Pina Bausch was a revolutionary in the arts. Before Pina there was dance, and there was theatre two very distinct art forms. Pina Bausch’s contribution to performance art was to combine,
intertwine, these two forms and create something called dance theatre, or tanztheater in German.
She had her dancers speak, laugh, cry, or sing, performing in various other ways not usual in dance
at that time, therefore adding new dramatic qualities to dance work.
Tanztheater Wuppertal Pina Bausch has never come to New Zealand. For such globally significant
and seminal works to be performed here gives any dance or drama student who attends the
performance a unique and potentially once in a lifetime opportunity.
Read further for more specific information about how The Rite of Spring and Café Müller contributes
to the following Achievement Standards:
Subjects & Standards
Dance
 The ‘dance theatre’ form was founded by Pina Bausch. The work is seminal in its development of
dance around the world, creating new ways to push the boundaries of dance and how audiences
interacted with dance.
AS90860 - 1.4
Demonstrate understanding of the elements of dance.
AS90005 - 1.6
Demonstrate knowledge of a dance genre or style.
AS91212 - 2.8
Demonstrate understanding of a dance genre or style in context.

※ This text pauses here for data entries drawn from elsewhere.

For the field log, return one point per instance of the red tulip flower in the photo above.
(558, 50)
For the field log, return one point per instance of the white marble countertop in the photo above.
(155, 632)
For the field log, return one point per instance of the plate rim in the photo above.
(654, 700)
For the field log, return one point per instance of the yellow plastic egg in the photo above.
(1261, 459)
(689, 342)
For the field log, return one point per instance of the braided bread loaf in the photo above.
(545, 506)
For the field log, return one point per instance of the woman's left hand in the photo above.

 Attending this show meets the following Achievement Standards of engaging with live dance.
AS90861 - 1.5
Demonstrate understanding of a dance performance.
AS91211 - 2.7
Provide an interpretation of a dance performance with supporting evidence.
AS91594 - 3.7
Analyse a dance performance.
Drama
 Attending this show meets the following Achievement Standards for students attending live
performance.
AS90011 - 1.7
Demonstrate understanding of the use of drama aspects within live performance.
AS91219 - 2.7
Discuss drama elements, techniques, conventions and technologies within live performance.
AS91518 - 3.7
Demonstrate understanding of live drama performance.

This show specifically entwines drama and dance, which in itself is a form of ‘dance theatre’.

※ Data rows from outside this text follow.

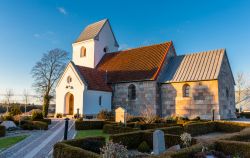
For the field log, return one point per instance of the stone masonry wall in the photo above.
(226, 91)
(173, 102)
(146, 94)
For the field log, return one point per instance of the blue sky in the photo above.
(30, 28)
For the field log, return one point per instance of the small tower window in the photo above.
(100, 100)
(131, 92)
(186, 90)
(105, 49)
(69, 79)
(83, 52)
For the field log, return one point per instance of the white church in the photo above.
(101, 77)
(78, 88)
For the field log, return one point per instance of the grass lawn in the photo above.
(91, 133)
(9, 141)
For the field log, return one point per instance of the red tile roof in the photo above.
(142, 63)
(95, 79)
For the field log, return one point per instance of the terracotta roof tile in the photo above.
(141, 63)
(91, 31)
(94, 78)
(196, 66)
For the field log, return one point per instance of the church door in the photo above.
(69, 100)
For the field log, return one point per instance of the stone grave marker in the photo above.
(158, 142)
(120, 115)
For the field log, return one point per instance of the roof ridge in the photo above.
(120, 51)
(212, 50)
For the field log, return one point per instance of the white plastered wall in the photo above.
(94, 48)
(91, 101)
(105, 39)
(76, 87)
(88, 60)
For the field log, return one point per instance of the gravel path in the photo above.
(40, 143)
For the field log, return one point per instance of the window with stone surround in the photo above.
(106, 49)
(199, 96)
(100, 100)
(186, 90)
(83, 52)
(227, 93)
(69, 79)
(131, 92)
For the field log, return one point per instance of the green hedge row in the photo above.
(114, 129)
(86, 125)
(200, 128)
(145, 126)
(32, 125)
(133, 139)
(78, 148)
(48, 121)
(2, 131)
(230, 127)
(177, 130)
(183, 153)
(241, 149)
(245, 114)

Though this would normally be considered ‘dance’ it has a wider context in terms of theatre
form for drama students.
AS90998 - 1.3
Demonstrate understanding of features of a drama/theatre form.

Pina Bausch has enormous significance in the theatre world. Though she was a choreographer,
not a theatre director as such, her work, practice and methodology crosses genres and has
inspired (and continues to inspire) artists in many differing fields.
AS91516 - 3.5
Demonstrate understanding of the work of a drama or theatre theorist or practitioner.
Discussion questions – let’s talk!
These questions are a guide. They will be more appropriate for some ages than others. They are
designed to provoke further discussion.

What were the dance pieces about? Was there a story?

Could you relate to the pieces?

What were some of the thoughts you had as you watched it?

How did you feel watching?

Did you have a favourite of the two: The Rite of Spring or Café Müller – why?

How successful were the performers in keeping the audience engaged throughout the
performance?

How did the performers use their bodies to create different moods and characters within
the pieces?

Was there any stand-out performers for you? Why? What gave them presence? Discuss
what stage presence is, and how we achieve it.

What did you notice about staging, lighting, sound, music, costume and other production
elements?

How did the production elements support or enhance the performance?

Was there anything you didn’t like about the performances? Why?

Were there parts of the performances you feel you didn’t understand?

Were there parts of the performances that really grabbed you? Why?

These dance works were made in the 1970s, around 40 years ago. Thinking about what
dance performances were at that time, how do you think people reacted to this new form?

Can you find an example of another dance work (or film, theatre, art) that challenged its
audience?

How timeless do you really think these pieces are? Why?

How do you think the work of Pina Bausch has influenced dance and theatre makers over
time?

If you had to describe either of these pieces to a friend, what would you say?